In spite of the positive aspects about Paraiyar women mentioned above, the reality is that womenfolk in Paraiyar families are almost always treated with very little compassion and respect by their own husbands. Husbands expect women to supplement the household income, and at the same time efficiently manage household chores and children. To add to that burden, Paraiyar women are also expected to play their roles as sexual partners to the husbands to perfection. Refusal to abide to the sexual demands of the Paraiyar husbands often result in physical abuse in the form of severe beatings as well as verbal abuse. Paraiyar men possess a tendency for domination; and since they are unable to exhibit their manliness and power in front of upper caste folks who hold control over them, they often take it out on their own women. Bama's mother character in Sangati recounts the story of Thaayi, a victim of extreme domestic violence who once had her hair cut off by her husband and hung in front of the house as a way of taming her pride (Bama, 2005: 43). Karan Singh describes this male reaction as an assertion of masculinity through which Paraiyar/Dalit men uphold their pride and belittle the identity of their women. (2011 : 135)

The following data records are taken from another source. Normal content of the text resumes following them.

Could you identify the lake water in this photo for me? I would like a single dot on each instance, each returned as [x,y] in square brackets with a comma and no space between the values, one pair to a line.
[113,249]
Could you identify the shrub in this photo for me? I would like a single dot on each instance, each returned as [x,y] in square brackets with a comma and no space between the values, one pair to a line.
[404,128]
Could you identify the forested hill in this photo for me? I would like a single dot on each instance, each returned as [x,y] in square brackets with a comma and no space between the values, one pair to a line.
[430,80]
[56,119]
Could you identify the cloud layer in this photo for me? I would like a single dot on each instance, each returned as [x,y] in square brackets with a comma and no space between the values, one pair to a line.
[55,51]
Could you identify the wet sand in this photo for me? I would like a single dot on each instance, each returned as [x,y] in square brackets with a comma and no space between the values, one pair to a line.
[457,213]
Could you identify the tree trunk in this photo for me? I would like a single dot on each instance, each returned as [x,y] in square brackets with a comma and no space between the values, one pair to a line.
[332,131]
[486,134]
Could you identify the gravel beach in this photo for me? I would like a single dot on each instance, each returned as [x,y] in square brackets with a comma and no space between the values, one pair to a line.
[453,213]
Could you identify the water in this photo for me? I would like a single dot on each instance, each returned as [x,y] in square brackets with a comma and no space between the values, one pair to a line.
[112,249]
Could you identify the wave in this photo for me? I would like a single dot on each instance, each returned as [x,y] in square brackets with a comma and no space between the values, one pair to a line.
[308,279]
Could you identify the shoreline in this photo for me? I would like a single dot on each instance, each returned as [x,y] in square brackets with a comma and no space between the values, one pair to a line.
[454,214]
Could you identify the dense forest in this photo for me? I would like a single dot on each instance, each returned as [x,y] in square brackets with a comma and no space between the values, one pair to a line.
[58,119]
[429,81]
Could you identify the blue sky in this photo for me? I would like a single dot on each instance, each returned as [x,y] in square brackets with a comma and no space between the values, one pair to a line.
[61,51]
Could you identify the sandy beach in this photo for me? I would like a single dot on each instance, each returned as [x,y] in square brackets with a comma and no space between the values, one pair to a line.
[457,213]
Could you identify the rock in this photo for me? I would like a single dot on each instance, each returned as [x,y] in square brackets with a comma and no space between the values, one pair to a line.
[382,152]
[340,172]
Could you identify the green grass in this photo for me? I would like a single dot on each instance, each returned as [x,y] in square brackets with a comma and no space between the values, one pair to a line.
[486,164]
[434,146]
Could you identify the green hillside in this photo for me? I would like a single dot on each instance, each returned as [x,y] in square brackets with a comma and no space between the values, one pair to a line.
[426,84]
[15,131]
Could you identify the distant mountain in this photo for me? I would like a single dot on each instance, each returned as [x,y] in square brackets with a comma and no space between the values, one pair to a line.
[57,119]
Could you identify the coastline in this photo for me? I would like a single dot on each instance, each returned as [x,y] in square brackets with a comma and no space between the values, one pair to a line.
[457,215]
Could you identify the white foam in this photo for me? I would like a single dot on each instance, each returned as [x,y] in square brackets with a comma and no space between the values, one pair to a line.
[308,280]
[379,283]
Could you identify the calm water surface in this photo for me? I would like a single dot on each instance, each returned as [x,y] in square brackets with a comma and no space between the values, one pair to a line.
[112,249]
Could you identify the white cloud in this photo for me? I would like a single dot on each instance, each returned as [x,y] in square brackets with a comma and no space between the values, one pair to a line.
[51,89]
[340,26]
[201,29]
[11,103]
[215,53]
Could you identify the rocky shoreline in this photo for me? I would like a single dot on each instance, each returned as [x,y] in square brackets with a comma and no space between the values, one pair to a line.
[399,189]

Interestingly, despite the pain and suffering that they experience, there exists within the Paraiyar women, a motivation to persevere. Some persevere in pain, and continue with the duties that they are obligated to perform, and there are those who resist and find a new meaning to their existence. On many occasions, they find solace in motivating one another, and attempt to reinforce their pride in their cultural roots. In Sangati, the character Rendupalli philosophically proclaims, "even if our children are dark-skinned, their features are good and there's a liveliness about them. Black is strongest and best, like a diamond." (Bama, 2005:114) Finding strength in one's roots is a way of instilling self-respect and pride, and it is such a pride that writers like Bama hope to invoke in Paraiyar women. There is, therefore, a pressing need among writers to remind Paraiyar women of the power that lies within them, and the stories that Sangati depicts reinforce the existence of such a power. Writers like Bama must continue to work towards alleviating the pain and suffering of fellow Paraiyar women, and in order to ensure that they remain steadfastly committed to the cause, it is crucial that they stay focused on the issue of feminism involving the Paraiyar women, instead of spreading their interest to the issue of caste marginalisation.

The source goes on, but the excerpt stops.